Authors: Henning Mankell
Llegó el amanecer. Él se despertó.
Todavía no sabía qué hacer.
Se oyó el ruido de un camión de basura que pasaba por la calle.
Jesper Humlin se levantó del sillón donde había intentado dormir en vano. Había tomado la única decisión que podía tomar, ya que creía que no había otra alternativa. Subió al piso de arriba. La puerta de la habitación donde dormían Tea-Bag y Tanja estaba entreabierta. Tea-Bag se había quitado el anorak, Tanja estaba acurrucada con una almohada sobre la cara. Tea-Bag se despertó de golpe al entrar Jesper Humlin en la habitación. El miedo brilló en sus ojos durante unos segundos.
—Sólo soy yo. Nos vamos.
—¿Adónde?
—Lo diré cuando estemos reunidos todos abajo.
Salió de la habitación. Cuando llamó a la otra puerta, contestó Torsten con un tartamudeo.
—¡Entra! —gritó Leyla.
Estaban acostados y tapados hasta la barbilla. Torsten parecía muy pequeño tumbado al lado de la voluminosa Leyla.
—Levantaos y vestíos. Las chicas y yo nos vamos.
—Os acompaño —dijo Torsten.
—¿No tienes un trabajo que atender?
Torsten empezó a tartamudear.
—Es sólo un trabajo extra —contestó Leyla—. Mi abuela ya ha encontrado a otro que le ayude.
Ya eran las siete. Jesper bajó la escalera. Temía la llamada de teléfono que estaba obligado a hacer.
Si había algo que su madre odiaba era que la despertaran por la mañana temprano.

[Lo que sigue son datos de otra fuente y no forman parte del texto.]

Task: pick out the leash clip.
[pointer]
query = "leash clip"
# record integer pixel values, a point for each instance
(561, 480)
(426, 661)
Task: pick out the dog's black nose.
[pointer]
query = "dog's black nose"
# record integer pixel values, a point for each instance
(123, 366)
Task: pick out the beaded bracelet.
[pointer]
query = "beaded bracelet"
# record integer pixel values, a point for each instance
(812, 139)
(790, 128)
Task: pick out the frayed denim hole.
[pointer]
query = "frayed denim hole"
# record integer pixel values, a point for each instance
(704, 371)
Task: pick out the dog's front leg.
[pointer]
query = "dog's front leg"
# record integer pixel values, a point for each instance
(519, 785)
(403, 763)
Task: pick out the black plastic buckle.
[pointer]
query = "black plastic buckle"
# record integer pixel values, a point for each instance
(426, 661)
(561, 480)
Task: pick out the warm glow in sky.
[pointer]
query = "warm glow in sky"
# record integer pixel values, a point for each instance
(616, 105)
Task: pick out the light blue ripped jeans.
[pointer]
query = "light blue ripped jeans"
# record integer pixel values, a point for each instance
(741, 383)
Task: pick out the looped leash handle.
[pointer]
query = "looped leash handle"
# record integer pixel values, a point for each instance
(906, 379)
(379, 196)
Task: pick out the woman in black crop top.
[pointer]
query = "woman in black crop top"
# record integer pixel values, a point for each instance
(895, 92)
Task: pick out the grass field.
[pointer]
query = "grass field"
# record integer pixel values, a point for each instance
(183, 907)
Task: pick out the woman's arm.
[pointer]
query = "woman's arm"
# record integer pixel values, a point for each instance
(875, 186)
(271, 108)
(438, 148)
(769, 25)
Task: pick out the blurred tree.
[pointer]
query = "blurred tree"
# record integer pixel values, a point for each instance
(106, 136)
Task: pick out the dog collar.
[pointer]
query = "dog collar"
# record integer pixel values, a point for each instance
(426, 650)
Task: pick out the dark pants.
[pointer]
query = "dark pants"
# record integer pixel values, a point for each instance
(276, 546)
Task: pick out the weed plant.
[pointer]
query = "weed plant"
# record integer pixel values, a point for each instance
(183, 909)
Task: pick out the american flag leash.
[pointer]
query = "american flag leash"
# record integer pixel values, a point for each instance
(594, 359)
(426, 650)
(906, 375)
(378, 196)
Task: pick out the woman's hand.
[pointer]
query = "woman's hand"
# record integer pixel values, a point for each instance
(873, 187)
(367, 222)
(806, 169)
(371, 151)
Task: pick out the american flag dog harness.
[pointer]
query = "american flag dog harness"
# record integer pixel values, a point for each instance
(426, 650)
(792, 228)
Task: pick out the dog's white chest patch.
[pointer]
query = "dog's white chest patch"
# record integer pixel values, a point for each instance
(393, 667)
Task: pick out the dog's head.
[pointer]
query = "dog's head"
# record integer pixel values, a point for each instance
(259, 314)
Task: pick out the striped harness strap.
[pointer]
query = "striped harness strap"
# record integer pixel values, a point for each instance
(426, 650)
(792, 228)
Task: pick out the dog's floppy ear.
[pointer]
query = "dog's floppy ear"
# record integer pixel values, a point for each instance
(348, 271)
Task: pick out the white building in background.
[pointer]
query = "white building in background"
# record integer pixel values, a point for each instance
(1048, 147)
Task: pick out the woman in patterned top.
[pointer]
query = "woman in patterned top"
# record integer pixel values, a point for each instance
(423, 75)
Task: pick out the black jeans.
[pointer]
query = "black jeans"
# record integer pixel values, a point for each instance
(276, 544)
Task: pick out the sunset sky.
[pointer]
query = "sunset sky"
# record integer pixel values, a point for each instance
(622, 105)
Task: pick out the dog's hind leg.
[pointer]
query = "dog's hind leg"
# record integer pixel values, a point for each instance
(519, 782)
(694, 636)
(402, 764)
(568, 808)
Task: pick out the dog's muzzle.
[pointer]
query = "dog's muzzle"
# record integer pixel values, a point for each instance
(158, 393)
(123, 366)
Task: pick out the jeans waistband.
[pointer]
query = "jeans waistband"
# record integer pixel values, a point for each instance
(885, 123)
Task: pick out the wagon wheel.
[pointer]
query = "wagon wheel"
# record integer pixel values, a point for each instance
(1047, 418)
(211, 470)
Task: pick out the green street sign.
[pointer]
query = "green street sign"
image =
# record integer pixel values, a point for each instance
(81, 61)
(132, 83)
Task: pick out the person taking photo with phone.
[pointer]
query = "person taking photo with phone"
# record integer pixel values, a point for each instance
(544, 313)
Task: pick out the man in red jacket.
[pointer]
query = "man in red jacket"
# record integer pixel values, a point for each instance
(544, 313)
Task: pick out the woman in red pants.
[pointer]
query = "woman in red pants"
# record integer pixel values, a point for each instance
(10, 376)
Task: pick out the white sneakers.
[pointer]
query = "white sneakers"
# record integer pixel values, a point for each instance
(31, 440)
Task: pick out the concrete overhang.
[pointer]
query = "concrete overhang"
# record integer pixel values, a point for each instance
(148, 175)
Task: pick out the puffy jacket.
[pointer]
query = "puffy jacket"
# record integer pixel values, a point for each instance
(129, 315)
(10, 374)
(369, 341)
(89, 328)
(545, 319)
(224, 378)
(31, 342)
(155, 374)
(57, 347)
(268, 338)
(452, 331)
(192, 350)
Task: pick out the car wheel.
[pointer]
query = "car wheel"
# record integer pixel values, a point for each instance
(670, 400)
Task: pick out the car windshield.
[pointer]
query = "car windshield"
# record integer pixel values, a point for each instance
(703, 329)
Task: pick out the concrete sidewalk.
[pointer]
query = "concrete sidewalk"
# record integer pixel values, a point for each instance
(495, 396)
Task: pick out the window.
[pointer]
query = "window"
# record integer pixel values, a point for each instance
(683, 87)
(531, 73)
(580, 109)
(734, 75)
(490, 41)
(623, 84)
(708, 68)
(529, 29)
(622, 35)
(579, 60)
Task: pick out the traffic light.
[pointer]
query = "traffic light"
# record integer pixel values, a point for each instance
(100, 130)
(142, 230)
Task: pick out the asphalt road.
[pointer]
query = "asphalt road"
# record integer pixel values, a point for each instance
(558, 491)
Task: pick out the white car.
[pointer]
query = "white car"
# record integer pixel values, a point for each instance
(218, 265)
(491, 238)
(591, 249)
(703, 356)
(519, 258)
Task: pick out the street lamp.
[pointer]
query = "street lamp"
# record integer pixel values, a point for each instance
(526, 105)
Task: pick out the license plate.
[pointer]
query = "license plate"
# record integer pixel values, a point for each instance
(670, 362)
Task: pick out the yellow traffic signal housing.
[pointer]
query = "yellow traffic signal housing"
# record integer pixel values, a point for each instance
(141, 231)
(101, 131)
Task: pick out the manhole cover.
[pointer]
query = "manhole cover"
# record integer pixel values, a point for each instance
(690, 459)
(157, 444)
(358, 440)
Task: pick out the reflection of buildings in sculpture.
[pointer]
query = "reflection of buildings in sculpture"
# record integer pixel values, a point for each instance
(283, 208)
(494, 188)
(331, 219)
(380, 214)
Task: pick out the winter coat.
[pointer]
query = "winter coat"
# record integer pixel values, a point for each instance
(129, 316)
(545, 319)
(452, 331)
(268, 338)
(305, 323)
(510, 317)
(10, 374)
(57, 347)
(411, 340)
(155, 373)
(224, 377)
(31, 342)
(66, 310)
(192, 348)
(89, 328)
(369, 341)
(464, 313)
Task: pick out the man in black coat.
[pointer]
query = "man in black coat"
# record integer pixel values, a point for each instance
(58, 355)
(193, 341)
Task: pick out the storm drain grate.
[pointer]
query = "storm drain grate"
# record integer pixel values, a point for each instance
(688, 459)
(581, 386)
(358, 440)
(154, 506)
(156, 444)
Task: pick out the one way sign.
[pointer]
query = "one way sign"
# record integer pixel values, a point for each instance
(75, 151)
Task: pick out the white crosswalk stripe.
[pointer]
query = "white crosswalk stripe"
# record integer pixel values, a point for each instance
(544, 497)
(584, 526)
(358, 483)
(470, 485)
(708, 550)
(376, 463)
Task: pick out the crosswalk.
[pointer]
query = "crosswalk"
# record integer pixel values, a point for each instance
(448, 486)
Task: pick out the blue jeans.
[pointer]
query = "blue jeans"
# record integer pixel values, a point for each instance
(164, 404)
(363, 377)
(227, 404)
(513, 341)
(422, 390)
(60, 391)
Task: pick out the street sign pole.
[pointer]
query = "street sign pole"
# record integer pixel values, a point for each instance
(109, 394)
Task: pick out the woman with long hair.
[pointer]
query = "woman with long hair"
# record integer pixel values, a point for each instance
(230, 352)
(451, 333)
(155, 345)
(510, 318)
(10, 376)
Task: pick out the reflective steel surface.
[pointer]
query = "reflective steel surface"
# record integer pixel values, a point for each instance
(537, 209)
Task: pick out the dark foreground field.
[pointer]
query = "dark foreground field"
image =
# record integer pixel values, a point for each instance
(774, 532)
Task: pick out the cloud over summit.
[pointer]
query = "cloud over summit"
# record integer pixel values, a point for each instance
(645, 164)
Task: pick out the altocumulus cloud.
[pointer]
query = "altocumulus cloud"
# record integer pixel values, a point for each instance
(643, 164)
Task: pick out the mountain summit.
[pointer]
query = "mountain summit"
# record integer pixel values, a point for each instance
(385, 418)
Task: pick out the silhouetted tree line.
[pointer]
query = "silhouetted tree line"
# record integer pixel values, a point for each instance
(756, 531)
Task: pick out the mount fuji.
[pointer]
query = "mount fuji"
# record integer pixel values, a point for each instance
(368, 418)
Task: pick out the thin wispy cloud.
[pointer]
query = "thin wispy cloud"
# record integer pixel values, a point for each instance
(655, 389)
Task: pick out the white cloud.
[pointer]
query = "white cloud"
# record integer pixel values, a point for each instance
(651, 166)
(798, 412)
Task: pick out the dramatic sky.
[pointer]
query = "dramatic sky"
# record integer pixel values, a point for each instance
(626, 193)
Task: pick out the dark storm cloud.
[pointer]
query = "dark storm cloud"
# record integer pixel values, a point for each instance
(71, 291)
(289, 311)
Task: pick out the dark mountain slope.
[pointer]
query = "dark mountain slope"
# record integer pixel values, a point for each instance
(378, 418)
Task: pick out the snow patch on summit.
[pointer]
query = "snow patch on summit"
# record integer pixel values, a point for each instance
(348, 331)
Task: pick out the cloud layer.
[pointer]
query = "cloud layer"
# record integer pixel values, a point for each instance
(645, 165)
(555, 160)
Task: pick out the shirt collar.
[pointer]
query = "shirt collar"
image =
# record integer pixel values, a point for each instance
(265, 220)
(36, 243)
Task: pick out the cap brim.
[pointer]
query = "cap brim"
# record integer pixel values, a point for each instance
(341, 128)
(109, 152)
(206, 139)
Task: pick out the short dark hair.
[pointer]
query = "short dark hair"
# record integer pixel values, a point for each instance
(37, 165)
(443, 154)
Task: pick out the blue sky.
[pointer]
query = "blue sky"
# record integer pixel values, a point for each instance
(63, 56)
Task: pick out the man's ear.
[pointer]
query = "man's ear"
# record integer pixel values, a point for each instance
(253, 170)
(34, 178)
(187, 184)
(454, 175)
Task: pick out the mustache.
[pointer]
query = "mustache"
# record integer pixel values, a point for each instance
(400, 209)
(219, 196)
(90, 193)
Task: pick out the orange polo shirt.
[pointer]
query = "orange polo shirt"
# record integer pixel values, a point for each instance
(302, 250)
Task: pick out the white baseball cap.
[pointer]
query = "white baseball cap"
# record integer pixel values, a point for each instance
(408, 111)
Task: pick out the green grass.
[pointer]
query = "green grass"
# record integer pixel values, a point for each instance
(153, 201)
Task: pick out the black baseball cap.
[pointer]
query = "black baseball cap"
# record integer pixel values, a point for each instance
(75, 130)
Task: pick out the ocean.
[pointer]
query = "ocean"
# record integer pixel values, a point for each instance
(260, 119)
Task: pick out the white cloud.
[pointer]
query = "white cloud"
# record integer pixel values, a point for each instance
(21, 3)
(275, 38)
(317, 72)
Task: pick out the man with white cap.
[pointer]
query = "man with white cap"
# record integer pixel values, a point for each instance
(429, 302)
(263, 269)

Se sentó junto a un escritorio sobre el que había un teléfono. Oía que en el piso de arriba las voces de Tanja y Tea-Bag subían y bajaban. «Mi familia», pensó. «Todos esos hijos de los que Andrea y yo hablamos continuamente.» Levantó el auricular y marcó el número. Después de catorce tonos contestó su madre. Sonaba como si estuviera muñéndose. «Su verdadera voz», pensó Jesper Humlin sereno. «No una voz que gime a cambio de dinero, o una voz que da órdenes a su alrededor. Sino la voz de una anciana, que siente que la tierra la llama y trata de tirar de ella.»
—¿Quién es?
—Soy yo.
—¿Qué hora es?
—Las siete.
—¿Quieres matarme?
—Tengo que hablar contigo.
—A esta hora estoy durmiendo. Por fin he conseguido dormirme. Llámame esta noche.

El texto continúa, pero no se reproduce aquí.